Rubén Amón-El Confidencial

Pedro Sánchez aspira a convertir la gestión de la crisis catalana en el estímulo de su victoria

Hubiera sido una decisión aberrante proclamar la sentencia de todas las sentencias en vísperas del 12 de octubre. Sostendrían los rapsodas del soberanismo que el Estado opresor celebraba las condenas de los sediciosos con un desfile militar al que podrían haberse incorporado rezagados y encadenados los herejes del ‘procés’, a semejanza de un auto de fe.

Ha evitado el Supremo el equívoco, pero tampoco podía retrasar más tiempo la sentencia una vez redactada y unánimemente consensuada. El escarmiento a Junqueras y los demás malhechores reviste un impacto difícil de calcular en las elecciones del 10-N, pero la influencia no es responsabilidad de los jueces. Es la provisionalidad de la agenda política la que distorsiona la separación de poderes. Tendría que haberse consumado ya una investidura en julio, pero Sánchez la ha trasladado a otoño porque aspira al sueño húmedo de una gran mayoría.

 Le desmienten los sondeos. Y amenazan su estrategia todas las variantes que podrían condicionar la holgura de la victoria: la irrupción contraproducente de Errejón, la crisis económica, el ritual necrófilo del caudillo y la sentencia del Tribunal Supremo.

¿Cuántos votantes de Ciudadanos, en cambio, regresarían ahora al social(posibil)ismo de Sánchez, tanto dentro como fuera de Cataluña?

La manera de gestionarla políticamente tanto representa una ventaja como un inconveniente, pero es el presidente del Gobierno quien ejerce de crupier y quien puede vanagloriarse de haber inducido el cambio de criterio de la Abogacía del Estado: de delito de rebelión, a delito de sedición. La sintonía de los jueces del Supremo al respecto concede a Sánchez la primera ventaja. Es mejor respetar una sentencia compartida que acatar un veredicto sujeto a discrepancias, de forma que el líder socialista nos hará pesar su clarividencia como rasgo preliminar de su escrúpulo institucional y de su pudor de estadista.

Será Sánchez más presidente, presidenciable y presidencialista que nunca. Y aplicará en primera persona el principio de autoridad y las medias extremas que puedan adoptarse —el 155, la ley de seguridad nacional— en caso de precipitarse un quilombo en las calles y en las instituciones de Cataluña. Pedro Sánchez el patriota ejercerá el paternalismo con las demás fuerzas constitucionalistas. Las tendrá sometidas a la lealtad y la responsabilidad de Estado que exige una eventual emergencia. Es él quien dirige la crisis. Quien define la agenda de Moncloa. Quien dispone del aparato de propaganda.

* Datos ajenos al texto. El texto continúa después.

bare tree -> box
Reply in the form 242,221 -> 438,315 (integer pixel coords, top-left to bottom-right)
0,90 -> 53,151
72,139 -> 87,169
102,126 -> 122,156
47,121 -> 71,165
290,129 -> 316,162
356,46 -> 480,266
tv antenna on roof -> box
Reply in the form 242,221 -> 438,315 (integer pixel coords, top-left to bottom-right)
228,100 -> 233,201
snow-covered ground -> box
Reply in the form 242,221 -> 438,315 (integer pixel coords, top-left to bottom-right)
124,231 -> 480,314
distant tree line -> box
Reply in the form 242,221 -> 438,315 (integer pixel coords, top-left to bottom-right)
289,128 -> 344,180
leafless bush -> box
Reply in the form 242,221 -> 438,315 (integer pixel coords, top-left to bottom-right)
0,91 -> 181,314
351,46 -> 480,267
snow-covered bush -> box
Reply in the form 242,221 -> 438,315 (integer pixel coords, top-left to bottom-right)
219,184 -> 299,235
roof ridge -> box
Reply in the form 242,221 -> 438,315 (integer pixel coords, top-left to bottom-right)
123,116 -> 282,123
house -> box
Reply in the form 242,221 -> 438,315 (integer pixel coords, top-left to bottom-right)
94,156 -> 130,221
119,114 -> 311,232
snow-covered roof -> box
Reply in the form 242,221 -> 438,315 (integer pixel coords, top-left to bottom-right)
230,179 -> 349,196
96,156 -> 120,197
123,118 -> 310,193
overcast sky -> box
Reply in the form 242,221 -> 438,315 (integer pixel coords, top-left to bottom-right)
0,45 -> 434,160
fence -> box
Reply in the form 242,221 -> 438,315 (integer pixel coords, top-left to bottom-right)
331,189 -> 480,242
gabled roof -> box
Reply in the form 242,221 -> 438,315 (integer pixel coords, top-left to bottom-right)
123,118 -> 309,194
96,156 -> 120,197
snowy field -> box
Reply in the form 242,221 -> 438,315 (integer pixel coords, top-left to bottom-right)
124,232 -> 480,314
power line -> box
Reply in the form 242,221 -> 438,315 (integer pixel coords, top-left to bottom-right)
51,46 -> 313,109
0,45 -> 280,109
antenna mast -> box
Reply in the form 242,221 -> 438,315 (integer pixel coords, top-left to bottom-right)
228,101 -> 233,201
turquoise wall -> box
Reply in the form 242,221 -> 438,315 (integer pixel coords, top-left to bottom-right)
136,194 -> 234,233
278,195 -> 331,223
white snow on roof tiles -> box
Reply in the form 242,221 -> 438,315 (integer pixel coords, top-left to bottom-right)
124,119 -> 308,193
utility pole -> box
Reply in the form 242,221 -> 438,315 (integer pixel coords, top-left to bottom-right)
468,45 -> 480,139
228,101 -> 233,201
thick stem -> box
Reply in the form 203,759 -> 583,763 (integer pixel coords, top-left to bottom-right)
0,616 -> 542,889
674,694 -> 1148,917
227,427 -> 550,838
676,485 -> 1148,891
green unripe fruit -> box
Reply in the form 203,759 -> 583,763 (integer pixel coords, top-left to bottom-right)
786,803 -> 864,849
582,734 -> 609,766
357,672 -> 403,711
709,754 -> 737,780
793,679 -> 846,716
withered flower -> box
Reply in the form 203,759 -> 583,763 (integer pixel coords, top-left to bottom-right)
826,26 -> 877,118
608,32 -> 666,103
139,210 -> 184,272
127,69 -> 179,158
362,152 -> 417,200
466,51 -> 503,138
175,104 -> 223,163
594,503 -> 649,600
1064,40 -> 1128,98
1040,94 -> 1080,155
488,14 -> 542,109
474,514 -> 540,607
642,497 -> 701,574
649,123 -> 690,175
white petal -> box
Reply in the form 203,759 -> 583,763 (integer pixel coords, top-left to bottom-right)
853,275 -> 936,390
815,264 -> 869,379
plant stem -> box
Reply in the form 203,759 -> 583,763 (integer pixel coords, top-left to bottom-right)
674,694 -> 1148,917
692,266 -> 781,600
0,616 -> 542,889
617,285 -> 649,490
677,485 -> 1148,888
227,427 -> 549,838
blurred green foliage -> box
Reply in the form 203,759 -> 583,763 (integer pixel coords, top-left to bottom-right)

Y quien inducirá sobre el electorado un ejercicio de amnesia para subordinar sus antiguas veleidades con el plurinacionalismo, los episodios de cortejo a Quim Torra y la empatía con ERC en las necesidades aritméticas de una mayoría parlamentaria.

Es la razón por la que los partidos soberanistas van a declararlo tóxico e ingrato. Un desencuentro que Sánchez pretende rentabilizar con el voto mesetario y que quiere cobrarse a expensas de Ciudadanos, aunque la táctica de Pedro el españolazo reviste dos problemas inquietantes: la reacción del PSC y los números que habilitan la investidura.

Sánchez necesitaba un estímulo para reanimar su campaña, un argumento para neutralizar la depresión de los sondeos

Para conseguirla, tendría que involucrar a los partidos constitucionalistas en una suerte de pacto de Estado que ahora se antoja remoto y desdibujado. Más concreta y específica es la reacción de Miquel Iceta. ¿Cuánto rechazo puede crear en el PSC un giro patriotero-autoritario? ¿Cuántos votantes pueden marcharse a los partidos de la ambigüedad (comunes, errejonismo, pablismo?) ¿Cuántos votantes de Ciudadanos, en cambio, regresarían ahora al social(posibil)ismo de Sánchez, tanto en Cataluña como fuera de Cataluña? ¿Cuánto va a capitalizar ERC los años de cárcel de Junqueras o cuánto expiará Puigdemont en las urnas su indecoroso destierro?

Las incógnitas definen una incertidumbre que involucra a millones de electores; que no existía hasta la sentencia del ‘procés’, y que adquiere ahora un valor determinante como si fuera el ‘aleph’ de la política española. Sánchez necesitaba un estímulo para reanimar su campaña, un argumento para neutralizar la depresión de los sondeos. Cataluña fue la tumba de Rajoy. Sánchez quiere convertirla, puestos a exhumar, en la superstición de su victoria.